Apurações contra o subcontrolador Paulo Wanderson — Foto: Reprodução/TV Globo
As investigações apontaram que ele fez três vítimas: um policial federal, uma servidora do Tribunal Regional do Trabalho e uma advogada. No total, o prejuízo financeiro chega a R$ 10.595.
Uma dessas vítimas relatou ter deixado o cartão cair na agência por engano e que só depois do réveillon percebeu na fatura as compras feitas em nome dela.
O processo contra ele na Justiça não chegou ao fim porque prescreveu. Segundo o Ministério Público, “houve manobras protelatórias para adiar um desfecho”.
Saída da CGDF
Após a reportagem do G1, o ministro-substituto André Luis de Carvalho, do TCU, pediu para que Paulo Wanderson saia da CGDF e volte ao tribunal para que possa responder ao processo administrativo movido contra ele.

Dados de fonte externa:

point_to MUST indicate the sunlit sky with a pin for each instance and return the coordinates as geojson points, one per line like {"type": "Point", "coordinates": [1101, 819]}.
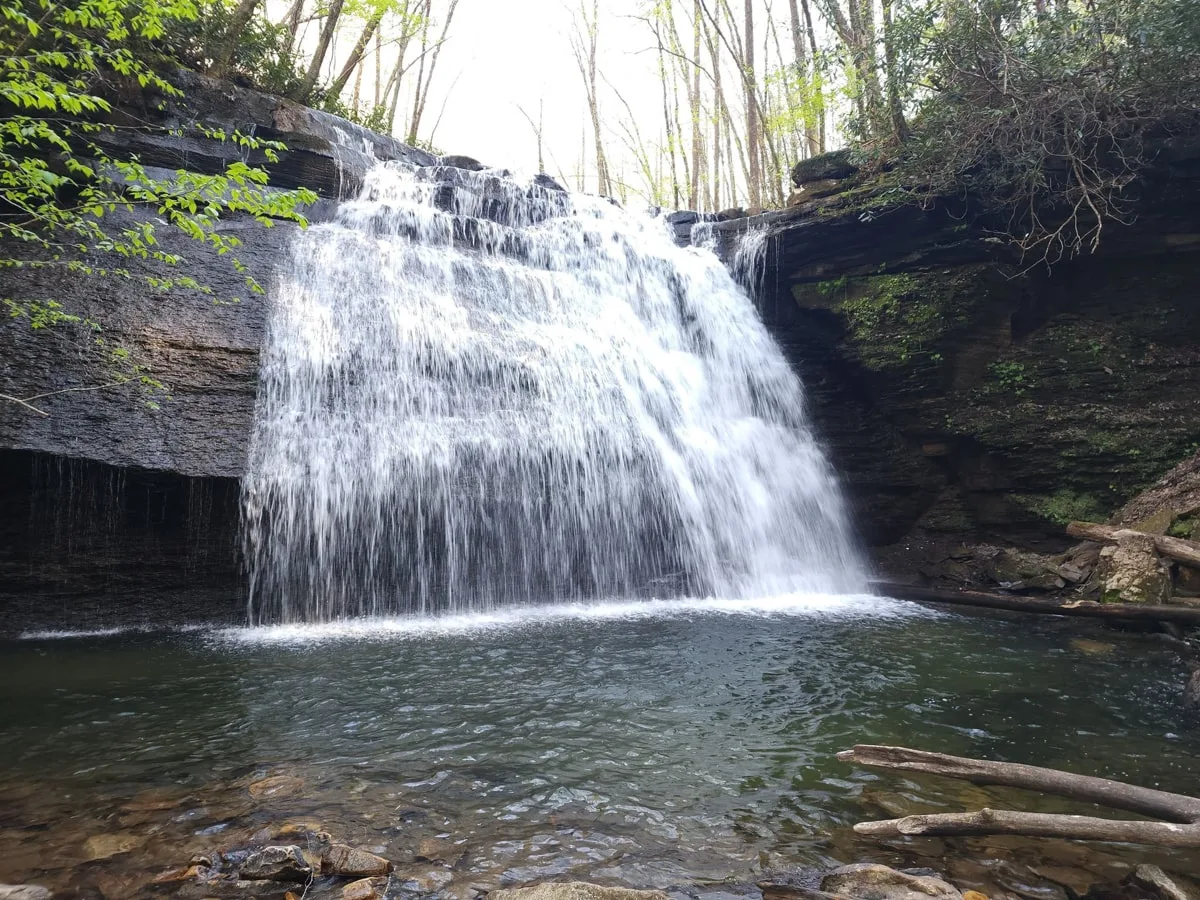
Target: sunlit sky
{"type": "Point", "coordinates": [504, 53]}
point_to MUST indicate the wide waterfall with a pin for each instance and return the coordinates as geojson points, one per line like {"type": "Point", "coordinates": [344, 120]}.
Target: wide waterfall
{"type": "Point", "coordinates": [477, 393]}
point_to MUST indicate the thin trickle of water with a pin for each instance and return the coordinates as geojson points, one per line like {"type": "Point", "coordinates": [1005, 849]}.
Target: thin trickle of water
{"type": "Point", "coordinates": [477, 394]}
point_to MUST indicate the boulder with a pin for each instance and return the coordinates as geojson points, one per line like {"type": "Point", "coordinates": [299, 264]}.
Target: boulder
{"type": "Point", "coordinates": [827, 167]}
{"type": "Point", "coordinates": [102, 846]}
{"type": "Point", "coordinates": [871, 881]}
{"type": "Point", "coordinates": [1131, 571]}
{"type": "Point", "coordinates": [276, 864]}
{"type": "Point", "coordinates": [1168, 887]}
{"type": "Point", "coordinates": [24, 892]}
{"type": "Point", "coordinates": [353, 863]}
{"type": "Point", "coordinates": [364, 889]}
{"type": "Point", "coordinates": [574, 891]}
{"type": "Point", "coordinates": [463, 162]}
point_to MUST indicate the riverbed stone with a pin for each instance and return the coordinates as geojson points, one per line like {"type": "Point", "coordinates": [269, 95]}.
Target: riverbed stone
{"type": "Point", "coordinates": [364, 889]}
{"type": "Point", "coordinates": [574, 891]}
{"type": "Point", "coordinates": [1168, 887]}
{"type": "Point", "coordinates": [871, 881]}
{"type": "Point", "coordinates": [103, 846]}
{"type": "Point", "coordinates": [353, 863]}
{"type": "Point", "coordinates": [276, 787]}
{"type": "Point", "coordinates": [279, 863]}
{"type": "Point", "coordinates": [24, 892]}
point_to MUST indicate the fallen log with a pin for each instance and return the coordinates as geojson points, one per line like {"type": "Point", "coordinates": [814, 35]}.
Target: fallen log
{"type": "Point", "coordinates": [1035, 825]}
{"type": "Point", "coordinates": [1117, 795]}
{"type": "Point", "coordinates": [1181, 551]}
{"type": "Point", "coordinates": [1084, 609]}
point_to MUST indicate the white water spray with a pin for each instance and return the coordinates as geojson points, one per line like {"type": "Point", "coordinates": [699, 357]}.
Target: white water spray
{"type": "Point", "coordinates": [477, 394]}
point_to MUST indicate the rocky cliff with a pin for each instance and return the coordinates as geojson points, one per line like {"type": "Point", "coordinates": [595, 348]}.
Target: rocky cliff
{"type": "Point", "coordinates": [963, 395]}
{"type": "Point", "coordinates": [969, 395]}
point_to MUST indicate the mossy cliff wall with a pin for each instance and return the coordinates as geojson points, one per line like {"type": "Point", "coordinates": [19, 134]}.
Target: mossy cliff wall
{"type": "Point", "coordinates": [965, 394]}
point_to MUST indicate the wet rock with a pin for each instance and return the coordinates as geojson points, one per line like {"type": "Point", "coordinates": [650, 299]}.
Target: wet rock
{"type": "Point", "coordinates": [786, 885]}
{"type": "Point", "coordinates": [418, 881]}
{"type": "Point", "coordinates": [178, 875]}
{"type": "Point", "coordinates": [1131, 573]}
{"type": "Point", "coordinates": [353, 863]}
{"type": "Point", "coordinates": [827, 167]}
{"type": "Point", "coordinates": [276, 864]}
{"type": "Point", "coordinates": [432, 850]}
{"type": "Point", "coordinates": [463, 162]}
{"type": "Point", "coordinates": [276, 787]}
{"type": "Point", "coordinates": [24, 892]}
{"type": "Point", "coordinates": [102, 846]}
{"type": "Point", "coordinates": [1077, 881]}
{"type": "Point", "coordinates": [574, 891]}
{"type": "Point", "coordinates": [1168, 887]}
{"type": "Point", "coordinates": [364, 889]}
{"type": "Point", "coordinates": [544, 180]}
{"type": "Point", "coordinates": [871, 881]}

A Corte tinha cedido o servidor para o governo do DF para que assumisse o cargo de subcontrolador.
Segundo o TCU, o pedido do ministro André Luis de Carvalho ainda está em análise pela Presidência da Corte. Não há prazo para decisão.
O que diz Paulo Wanderson?
“Depois da reportagem, provoquei formalmente o Tribunal, e a Comissão de Ética do TCU se decidiu, na semana passada (19/3), na mesma linha da decisão do Presidente, concluindo, de forma unânime, que ‘não se vislumbra conflito de interesse, desvio ético ou qualquer outra situação que possa atrair a competência desta Comissão’.”
A Comissão de Ética, no entanto, tinha dito que não tinha competência para julgar o caso porque não envolve algum ato de Paulo Wanderson no exercício da função, e sim algo anterior – a nomeação dele. Por isso, o assunto foi remetido para a Presidência do TCU, que ainda não tem prazo para dar a palavra final.
Sobre a denúncia de peculato, Paulo Wanderson afirmou que o processo que tramitou na Justiça de Mato Grosso, há 10 anos, foi encerrado e arquivado definitivamente em 2017, após parecer favorável do próprio Ministério Público do estado, sem ocasionar qualquer tipo de condenação.